Los dos reprendieron a Doña Guillermina. Mariana amenazó con llamar a la policía y a un psiquiatra si volvía a pasar. «¡Manténgala lejos de mí!», exigió a su marido. Y, de nuevo, hubo calma.
Mariana dio a luz a una niña, pero la suegra ni siquiera miró a su nieta. Más tarde, se supo por qué. No creía que fuera suya. «Claro, si yo ando por ahí, ¿cómo iba a ser la niña de Diego?», reía Mariana, con amargura. ¿La razón? En la familia de su marido solo nacían varones. Una niña, en la lógica de Doña Guillermina, era prueba de infidelidad. «Ignoré esa locura decía Mariana. No hablo con ella. Diego la visita, va una vez al mes, pero sin nosotras. Quizá sea mejor así. Nunca le confiaría a mi hija».
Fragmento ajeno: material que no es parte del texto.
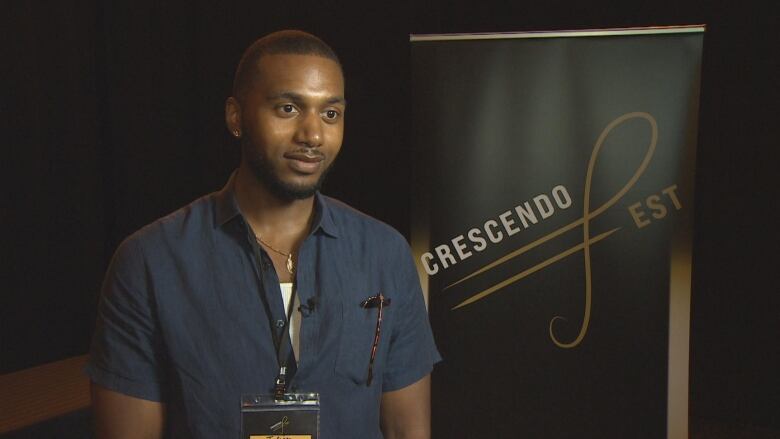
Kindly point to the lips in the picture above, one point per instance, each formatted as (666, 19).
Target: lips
(305, 161)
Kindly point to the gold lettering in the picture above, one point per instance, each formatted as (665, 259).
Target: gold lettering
(637, 215)
(654, 203)
(670, 192)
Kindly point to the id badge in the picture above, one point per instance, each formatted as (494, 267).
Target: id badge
(294, 416)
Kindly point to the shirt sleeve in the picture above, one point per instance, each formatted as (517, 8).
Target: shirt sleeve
(413, 351)
(126, 355)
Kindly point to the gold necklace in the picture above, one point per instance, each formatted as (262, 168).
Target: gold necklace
(290, 266)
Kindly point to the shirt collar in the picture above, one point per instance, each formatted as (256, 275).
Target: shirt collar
(226, 208)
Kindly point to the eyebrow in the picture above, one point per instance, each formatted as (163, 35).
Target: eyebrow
(298, 98)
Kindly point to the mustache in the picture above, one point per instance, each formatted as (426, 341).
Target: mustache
(308, 151)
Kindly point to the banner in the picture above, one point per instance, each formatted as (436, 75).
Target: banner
(552, 227)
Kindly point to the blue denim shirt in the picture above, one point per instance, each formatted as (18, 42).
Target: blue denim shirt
(182, 318)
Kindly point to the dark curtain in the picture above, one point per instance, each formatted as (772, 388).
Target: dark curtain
(113, 116)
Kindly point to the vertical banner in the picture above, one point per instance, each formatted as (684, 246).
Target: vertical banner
(552, 227)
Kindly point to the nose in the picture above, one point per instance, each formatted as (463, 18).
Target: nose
(310, 130)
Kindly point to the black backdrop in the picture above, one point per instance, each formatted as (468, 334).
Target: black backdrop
(112, 116)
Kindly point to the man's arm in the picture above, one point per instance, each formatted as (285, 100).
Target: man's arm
(119, 416)
(406, 413)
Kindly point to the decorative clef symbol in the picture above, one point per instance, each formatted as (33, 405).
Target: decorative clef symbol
(587, 215)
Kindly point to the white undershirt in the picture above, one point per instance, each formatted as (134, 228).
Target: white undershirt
(295, 318)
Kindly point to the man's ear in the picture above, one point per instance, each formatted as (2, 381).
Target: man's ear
(233, 116)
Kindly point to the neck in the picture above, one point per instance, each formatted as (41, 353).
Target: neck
(283, 222)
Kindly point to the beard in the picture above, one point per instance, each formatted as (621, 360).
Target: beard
(266, 175)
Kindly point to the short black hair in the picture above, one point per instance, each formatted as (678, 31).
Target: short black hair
(284, 42)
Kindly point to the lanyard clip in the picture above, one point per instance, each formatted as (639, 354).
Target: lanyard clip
(280, 388)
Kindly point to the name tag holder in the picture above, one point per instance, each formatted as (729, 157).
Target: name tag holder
(291, 416)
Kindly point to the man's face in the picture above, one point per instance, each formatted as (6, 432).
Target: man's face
(293, 123)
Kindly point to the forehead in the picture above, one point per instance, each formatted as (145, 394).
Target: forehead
(298, 73)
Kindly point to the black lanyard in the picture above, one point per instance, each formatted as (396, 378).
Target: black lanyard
(280, 384)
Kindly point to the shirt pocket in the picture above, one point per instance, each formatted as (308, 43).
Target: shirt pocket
(358, 329)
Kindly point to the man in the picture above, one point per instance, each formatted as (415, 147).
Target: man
(205, 305)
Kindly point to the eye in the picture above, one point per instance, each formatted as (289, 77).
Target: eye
(287, 110)
(331, 115)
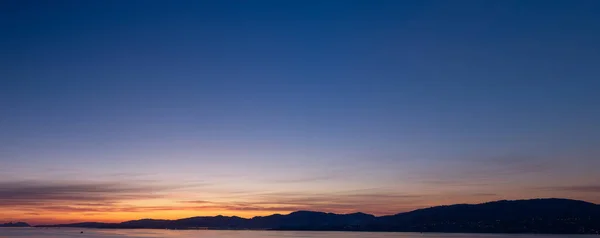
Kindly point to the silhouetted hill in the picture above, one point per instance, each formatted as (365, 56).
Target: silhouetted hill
(16, 224)
(520, 216)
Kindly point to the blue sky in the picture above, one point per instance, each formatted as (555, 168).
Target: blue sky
(420, 98)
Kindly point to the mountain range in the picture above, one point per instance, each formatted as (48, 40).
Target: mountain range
(559, 216)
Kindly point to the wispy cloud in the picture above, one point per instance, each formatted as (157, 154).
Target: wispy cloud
(57, 192)
(575, 188)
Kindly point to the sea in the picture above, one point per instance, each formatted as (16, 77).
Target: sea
(149, 233)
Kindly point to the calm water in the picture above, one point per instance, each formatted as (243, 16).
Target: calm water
(93, 233)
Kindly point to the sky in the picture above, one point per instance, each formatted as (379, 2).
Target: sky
(118, 110)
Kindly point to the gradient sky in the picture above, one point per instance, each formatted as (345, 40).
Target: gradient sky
(117, 110)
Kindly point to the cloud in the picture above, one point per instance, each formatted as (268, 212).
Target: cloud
(89, 193)
(577, 188)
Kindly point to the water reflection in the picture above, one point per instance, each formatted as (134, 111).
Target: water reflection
(107, 233)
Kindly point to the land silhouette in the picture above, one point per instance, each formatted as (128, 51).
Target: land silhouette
(552, 215)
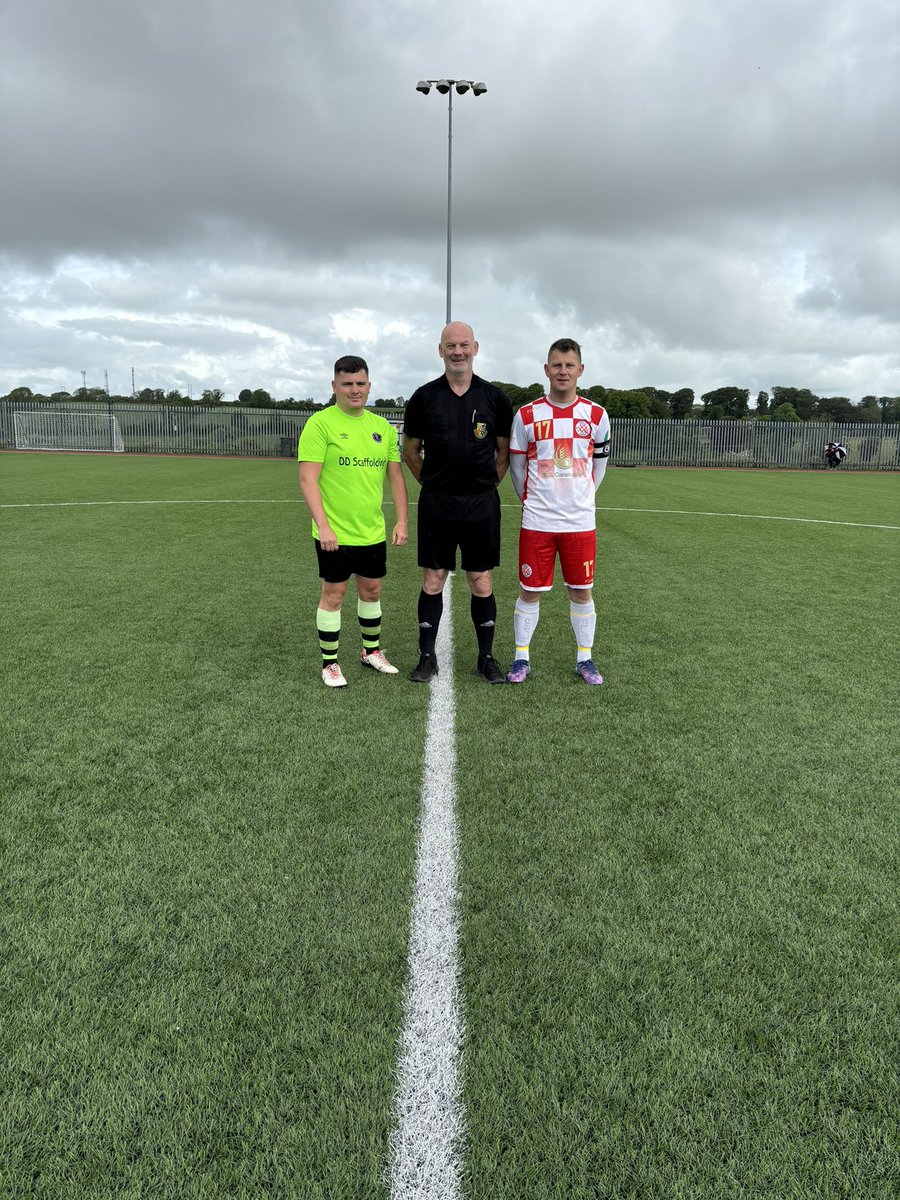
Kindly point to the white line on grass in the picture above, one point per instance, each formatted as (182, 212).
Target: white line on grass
(426, 1143)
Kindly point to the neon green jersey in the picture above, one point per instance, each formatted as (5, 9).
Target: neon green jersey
(354, 451)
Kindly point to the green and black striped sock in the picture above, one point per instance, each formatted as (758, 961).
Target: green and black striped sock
(329, 629)
(370, 621)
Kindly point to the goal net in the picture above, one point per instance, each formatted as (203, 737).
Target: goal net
(69, 431)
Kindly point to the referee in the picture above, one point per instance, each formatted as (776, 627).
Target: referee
(462, 423)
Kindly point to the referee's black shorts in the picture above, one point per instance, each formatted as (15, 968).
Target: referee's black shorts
(471, 523)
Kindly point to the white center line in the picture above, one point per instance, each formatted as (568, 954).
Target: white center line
(427, 1139)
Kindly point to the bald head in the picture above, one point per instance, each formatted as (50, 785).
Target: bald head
(457, 348)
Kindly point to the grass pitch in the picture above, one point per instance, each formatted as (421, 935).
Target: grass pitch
(679, 917)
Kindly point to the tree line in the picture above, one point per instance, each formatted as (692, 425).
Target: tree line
(720, 405)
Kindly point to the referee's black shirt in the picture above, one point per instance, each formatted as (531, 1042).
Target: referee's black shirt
(459, 435)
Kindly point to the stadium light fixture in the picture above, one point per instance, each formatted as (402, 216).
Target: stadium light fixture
(445, 87)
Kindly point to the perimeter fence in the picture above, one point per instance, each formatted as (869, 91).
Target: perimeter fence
(273, 433)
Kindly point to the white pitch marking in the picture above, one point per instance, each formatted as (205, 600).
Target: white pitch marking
(425, 1145)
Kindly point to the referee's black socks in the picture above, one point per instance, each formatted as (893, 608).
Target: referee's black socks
(484, 618)
(430, 610)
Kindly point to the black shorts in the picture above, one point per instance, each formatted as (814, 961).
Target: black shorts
(337, 565)
(468, 522)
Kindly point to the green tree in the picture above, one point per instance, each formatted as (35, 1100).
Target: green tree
(868, 411)
(659, 402)
(834, 408)
(682, 403)
(785, 412)
(802, 400)
(628, 403)
(733, 402)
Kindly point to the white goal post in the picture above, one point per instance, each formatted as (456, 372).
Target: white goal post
(69, 431)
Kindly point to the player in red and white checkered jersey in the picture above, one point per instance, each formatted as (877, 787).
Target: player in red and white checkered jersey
(558, 453)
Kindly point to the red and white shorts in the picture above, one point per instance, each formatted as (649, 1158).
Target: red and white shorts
(538, 555)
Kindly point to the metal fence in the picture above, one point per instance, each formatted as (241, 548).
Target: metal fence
(271, 433)
(792, 444)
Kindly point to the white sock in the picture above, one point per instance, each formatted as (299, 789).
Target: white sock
(525, 622)
(583, 618)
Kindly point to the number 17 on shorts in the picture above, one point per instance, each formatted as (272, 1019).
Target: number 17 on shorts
(538, 553)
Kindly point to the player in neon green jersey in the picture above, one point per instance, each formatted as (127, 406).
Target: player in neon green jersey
(345, 453)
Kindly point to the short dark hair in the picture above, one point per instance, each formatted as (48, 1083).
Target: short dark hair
(567, 345)
(351, 364)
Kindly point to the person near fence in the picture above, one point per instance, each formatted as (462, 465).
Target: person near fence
(559, 448)
(345, 453)
(456, 444)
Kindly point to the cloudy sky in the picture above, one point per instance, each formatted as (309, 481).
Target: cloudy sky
(233, 192)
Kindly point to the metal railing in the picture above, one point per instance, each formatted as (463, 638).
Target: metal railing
(271, 433)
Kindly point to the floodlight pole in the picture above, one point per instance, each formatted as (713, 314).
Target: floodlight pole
(449, 191)
(462, 87)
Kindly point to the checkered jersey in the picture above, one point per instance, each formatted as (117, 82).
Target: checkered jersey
(558, 444)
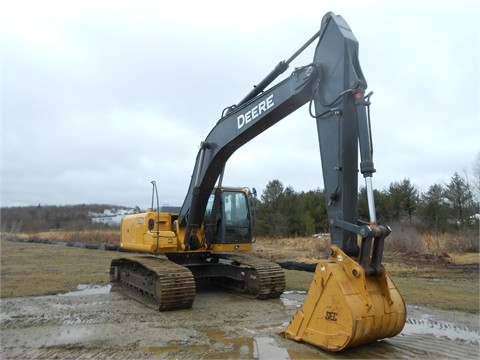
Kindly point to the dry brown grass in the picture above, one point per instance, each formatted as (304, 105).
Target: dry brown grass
(89, 237)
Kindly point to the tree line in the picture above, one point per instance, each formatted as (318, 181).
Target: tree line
(283, 212)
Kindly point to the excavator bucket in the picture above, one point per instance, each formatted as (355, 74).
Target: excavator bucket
(345, 308)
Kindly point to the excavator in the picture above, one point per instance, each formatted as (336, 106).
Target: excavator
(351, 300)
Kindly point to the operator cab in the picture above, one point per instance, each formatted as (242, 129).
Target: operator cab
(228, 219)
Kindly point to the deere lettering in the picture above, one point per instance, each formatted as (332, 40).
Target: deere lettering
(254, 112)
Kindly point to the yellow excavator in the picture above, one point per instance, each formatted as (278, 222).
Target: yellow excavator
(351, 300)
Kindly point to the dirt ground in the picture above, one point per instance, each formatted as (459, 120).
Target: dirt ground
(56, 302)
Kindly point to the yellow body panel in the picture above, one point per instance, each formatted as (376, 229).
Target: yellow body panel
(344, 308)
(163, 235)
(137, 235)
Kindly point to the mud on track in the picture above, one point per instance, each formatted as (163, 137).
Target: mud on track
(102, 323)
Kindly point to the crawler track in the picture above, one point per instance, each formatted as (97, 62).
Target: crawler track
(257, 278)
(154, 281)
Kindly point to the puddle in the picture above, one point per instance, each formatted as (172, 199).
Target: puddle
(439, 329)
(293, 298)
(265, 348)
(83, 289)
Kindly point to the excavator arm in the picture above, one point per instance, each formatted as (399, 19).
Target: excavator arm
(234, 130)
(351, 299)
(334, 82)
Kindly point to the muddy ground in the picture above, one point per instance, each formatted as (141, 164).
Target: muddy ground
(56, 302)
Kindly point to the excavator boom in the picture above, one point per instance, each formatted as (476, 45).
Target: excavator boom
(351, 300)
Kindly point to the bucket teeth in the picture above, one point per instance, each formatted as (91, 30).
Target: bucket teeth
(345, 308)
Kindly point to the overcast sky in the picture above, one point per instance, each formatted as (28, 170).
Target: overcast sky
(99, 98)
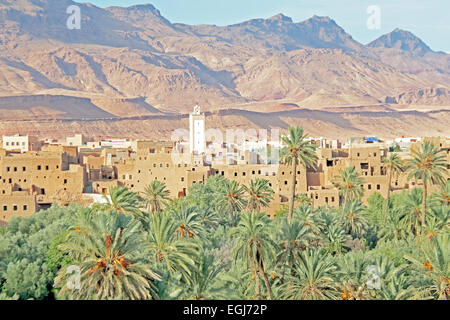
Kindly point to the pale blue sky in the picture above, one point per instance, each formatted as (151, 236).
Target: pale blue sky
(428, 19)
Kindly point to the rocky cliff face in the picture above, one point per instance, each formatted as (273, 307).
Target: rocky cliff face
(127, 62)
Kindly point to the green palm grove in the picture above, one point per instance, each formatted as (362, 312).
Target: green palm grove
(217, 242)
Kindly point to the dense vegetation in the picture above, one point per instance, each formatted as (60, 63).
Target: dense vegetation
(217, 243)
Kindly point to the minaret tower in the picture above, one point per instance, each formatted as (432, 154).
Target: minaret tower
(197, 141)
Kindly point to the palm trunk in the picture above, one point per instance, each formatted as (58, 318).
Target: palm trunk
(424, 205)
(254, 271)
(266, 280)
(293, 185)
(386, 209)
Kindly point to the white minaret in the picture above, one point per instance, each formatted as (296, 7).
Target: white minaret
(197, 141)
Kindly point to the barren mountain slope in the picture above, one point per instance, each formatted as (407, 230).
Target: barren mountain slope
(132, 62)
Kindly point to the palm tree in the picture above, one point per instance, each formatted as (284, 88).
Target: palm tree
(297, 151)
(394, 165)
(121, 200)
(352, 275)
(428, 164)
(349, 184)
(292, 238)
(443, 196)
(108, 250)
(313, 278)
(254, 245)
(155, 196)
(188, 219)
(231, 199)
(165, 247)
(205, 280)
(354, 218)
(411, 211)
(259, 194)
(431, 268)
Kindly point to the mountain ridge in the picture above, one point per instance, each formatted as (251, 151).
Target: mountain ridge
(134, 52)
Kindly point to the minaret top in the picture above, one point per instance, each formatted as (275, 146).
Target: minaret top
(196, 110)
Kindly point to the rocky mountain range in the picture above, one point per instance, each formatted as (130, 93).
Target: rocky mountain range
(133, 62)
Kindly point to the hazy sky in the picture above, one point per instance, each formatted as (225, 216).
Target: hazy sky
(428, 19)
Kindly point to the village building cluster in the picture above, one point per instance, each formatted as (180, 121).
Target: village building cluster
(34, 173)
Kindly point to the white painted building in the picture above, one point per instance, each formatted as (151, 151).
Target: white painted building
(197, 139)
(20, 143)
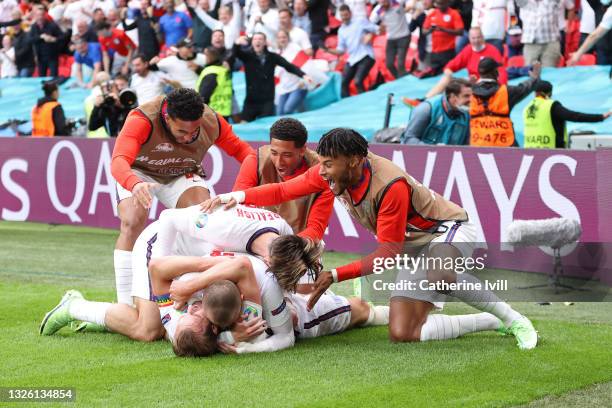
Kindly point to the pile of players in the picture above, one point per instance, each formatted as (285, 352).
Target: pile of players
(225, 274)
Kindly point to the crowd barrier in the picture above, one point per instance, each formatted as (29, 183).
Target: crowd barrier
(68, 181)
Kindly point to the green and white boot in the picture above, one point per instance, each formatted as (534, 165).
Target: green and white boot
(524, 332)
(59, 316)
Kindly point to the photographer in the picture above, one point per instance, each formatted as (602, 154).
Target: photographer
(112, 106)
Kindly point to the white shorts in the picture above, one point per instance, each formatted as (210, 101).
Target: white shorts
(460, 235)
(167, 194)
(331, 314)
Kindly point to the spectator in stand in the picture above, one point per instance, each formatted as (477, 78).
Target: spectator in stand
(300, 16)
(296, 35)
(87, 62)
(465, 9)
(98, 18)
(45, 37)
(420, 10)
(392, 14)
(77, 11)
(444, 24)
(148, 84)
(48, 118)
(259, 64)
(264, 20)
(359, 9)
(185, 66)
(230, 20)
(317, 11)
(117, 49)
(443, 119)
(290, 90)
(492, 17)
(174, 25)
(604, 28)
(515, 46)
(24, 53)
(6, 10)
(492, 102)
(354, 38)
(85, 32)
(215, 84)
(468, 58)
(540, 31)
(146, 25)
(545, 120)
(8, 68)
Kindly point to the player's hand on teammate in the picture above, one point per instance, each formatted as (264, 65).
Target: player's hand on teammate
(229, 199)
(226, 348)
(323, 282)
(248, 330)
(179, 293)
(142, 193)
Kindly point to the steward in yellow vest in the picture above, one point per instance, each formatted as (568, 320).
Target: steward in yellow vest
(545, 120)
(48, 118)
(215, 84)
(491, 104)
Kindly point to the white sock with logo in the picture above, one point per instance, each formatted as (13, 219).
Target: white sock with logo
(485, 300)
(442, 327)
(93, 312)
(123, 276)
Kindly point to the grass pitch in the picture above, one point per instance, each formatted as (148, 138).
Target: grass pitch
(38, 263)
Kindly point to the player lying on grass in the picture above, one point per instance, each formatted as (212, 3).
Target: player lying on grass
(405, 216)
(333, 314)
(141, 322)
(248, 273)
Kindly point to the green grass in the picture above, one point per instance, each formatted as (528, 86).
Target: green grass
(356, 368)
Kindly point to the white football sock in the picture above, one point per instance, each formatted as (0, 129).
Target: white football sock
(379, 316)
(441, 327)
(485, 300)
(93, 312)
(123, 276)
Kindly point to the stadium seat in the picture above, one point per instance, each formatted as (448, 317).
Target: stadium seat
(587, 59)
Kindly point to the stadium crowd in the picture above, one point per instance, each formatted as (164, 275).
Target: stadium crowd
(143, 49)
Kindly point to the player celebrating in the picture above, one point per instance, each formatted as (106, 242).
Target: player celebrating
(159, 151)
(399, 210)
(285, 158)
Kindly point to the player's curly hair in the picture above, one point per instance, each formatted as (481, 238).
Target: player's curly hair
(342, 142)
(222, 303)
(292, 257)
(192, 343)
(185, 104)
(289, 129)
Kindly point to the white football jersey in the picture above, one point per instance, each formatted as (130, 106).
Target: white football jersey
(228, 230)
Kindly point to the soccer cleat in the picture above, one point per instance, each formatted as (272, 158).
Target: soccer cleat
(59, 316)
(524, 332)
(86, 327)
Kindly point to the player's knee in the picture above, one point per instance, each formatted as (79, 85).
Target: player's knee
(403, 334)
(360, 311)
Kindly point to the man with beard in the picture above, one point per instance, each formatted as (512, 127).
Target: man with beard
(407, 218)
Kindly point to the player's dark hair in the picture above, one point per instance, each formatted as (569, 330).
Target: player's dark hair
(192, 343)
(185, 104)
(342, 142)
(222, 303)
(289, 129)
(455, 85)
(292, 257)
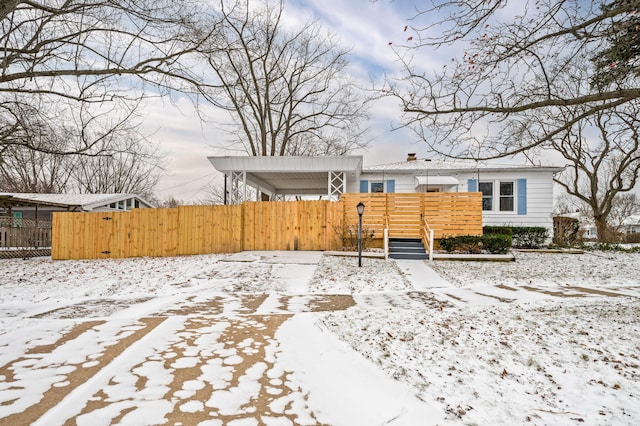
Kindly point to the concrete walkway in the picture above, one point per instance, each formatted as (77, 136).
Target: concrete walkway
(421, 275)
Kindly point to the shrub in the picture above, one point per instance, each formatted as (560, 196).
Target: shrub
(566, 231)
(496, 243)
(493, 243)
(500, 230)
(348, 236)
(463, 243)
(632, 238)
(529, 236)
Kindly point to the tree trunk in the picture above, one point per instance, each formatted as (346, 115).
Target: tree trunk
(605, 233)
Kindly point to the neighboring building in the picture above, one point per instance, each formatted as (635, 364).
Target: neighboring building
(41, 206)
(520, 195)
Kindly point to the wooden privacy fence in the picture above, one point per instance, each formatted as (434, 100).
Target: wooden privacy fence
(295, 225)
(24, 233)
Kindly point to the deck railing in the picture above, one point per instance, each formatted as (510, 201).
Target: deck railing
(290, 225)
(427, 237)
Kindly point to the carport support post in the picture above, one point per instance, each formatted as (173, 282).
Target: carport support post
(360, 208)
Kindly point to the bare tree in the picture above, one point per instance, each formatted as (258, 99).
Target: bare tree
(602, 167)
(134, 168)
(60, 56)
(287, 91)
(25, 170)
(513, 72)
(624, 205)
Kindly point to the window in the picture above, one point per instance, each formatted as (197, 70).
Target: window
(487, 195)
(377, 186)
(506, 197)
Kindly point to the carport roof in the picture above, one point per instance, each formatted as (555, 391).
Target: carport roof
(290, 175)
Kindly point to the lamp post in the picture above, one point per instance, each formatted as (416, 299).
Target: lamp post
(360, 208)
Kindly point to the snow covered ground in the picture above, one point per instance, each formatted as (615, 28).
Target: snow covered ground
(283, 338)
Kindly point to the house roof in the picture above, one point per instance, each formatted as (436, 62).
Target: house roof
(289, 175)
(632, 220)
(68, 201)
(454, 165)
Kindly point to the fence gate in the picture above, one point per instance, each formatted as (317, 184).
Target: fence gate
(405, 215)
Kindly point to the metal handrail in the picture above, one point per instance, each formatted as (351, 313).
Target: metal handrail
(427, 237)
(386, 238)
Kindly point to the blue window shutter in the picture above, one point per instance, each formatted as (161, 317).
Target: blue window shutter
(391, 185)
(522, 196)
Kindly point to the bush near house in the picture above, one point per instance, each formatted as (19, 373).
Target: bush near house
(500, 230)
(632, 238)
(522, 236)
(566, 231)
(529, 236)
(474, 244)
(348, 236)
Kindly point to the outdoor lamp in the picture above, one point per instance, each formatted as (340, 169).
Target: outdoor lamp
(360, 208)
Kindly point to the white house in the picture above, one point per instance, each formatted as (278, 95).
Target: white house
(519, 195)
(631, 225)
(512, 194)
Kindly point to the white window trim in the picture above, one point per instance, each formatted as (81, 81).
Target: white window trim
(495, 206)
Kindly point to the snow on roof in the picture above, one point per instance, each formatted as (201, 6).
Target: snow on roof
(422, 164)
(83, 200)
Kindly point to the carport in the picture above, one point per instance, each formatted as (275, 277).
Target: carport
(279, 177)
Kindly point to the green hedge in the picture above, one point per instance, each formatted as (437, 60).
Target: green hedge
(493, 243)
(529, 236)
(500, 230)
(522, 236)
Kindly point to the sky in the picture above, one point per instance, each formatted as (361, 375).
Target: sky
(364, 26)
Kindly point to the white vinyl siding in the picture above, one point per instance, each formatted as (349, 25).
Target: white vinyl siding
(539, 193)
Pero lo peor estaba por venir. Hasta que, una tarde, Diego volvió de casa de su madre, respiró hondo, dudó y propuso hacer la prueba de paternidad. «No por mí, Mariana, ¡que no! se defendió, agitando las manos. No tengo dudas. ¡Es por mi madre! Quiero que se tranquilice de una vez. Se ha vuelto loca, ¡y yo tengo que escuchar esto!».
Mariana soltó una risa amarga. «¿Por tu madre? repitió, con la voz temblorosa de rabia. Más vale que admitas que le has creído. Sabes que nunca parará. Hacemos tres pruebas en clínicas distintas, y dirá que los médicos están comprados y los resultados son falsos. ¡No voy a bailar al son de su flauta, se acabó!».
No cuesta nada hacer la prueba insistió Diego.
¿Para qué? Mariana lo miró fijamente, conteniendo las lágrimas. Yo sé quién es el padre. ¿Y tú? Si necesitas la prueba, hagámosla. Pero primero, pedimos el divorcio. ¡No vivo con un hombre que no confía en mí!
Sus palabras quedaron suspendidas en el aire como una sentencia. La confianza en la familia se resquebrajaba, todo por culpa de una suegra cuyas sospechas envenenaban su vida. Mariana se sentía al borde del abismo y no sabía cómo salvar a su familia de aquella locura.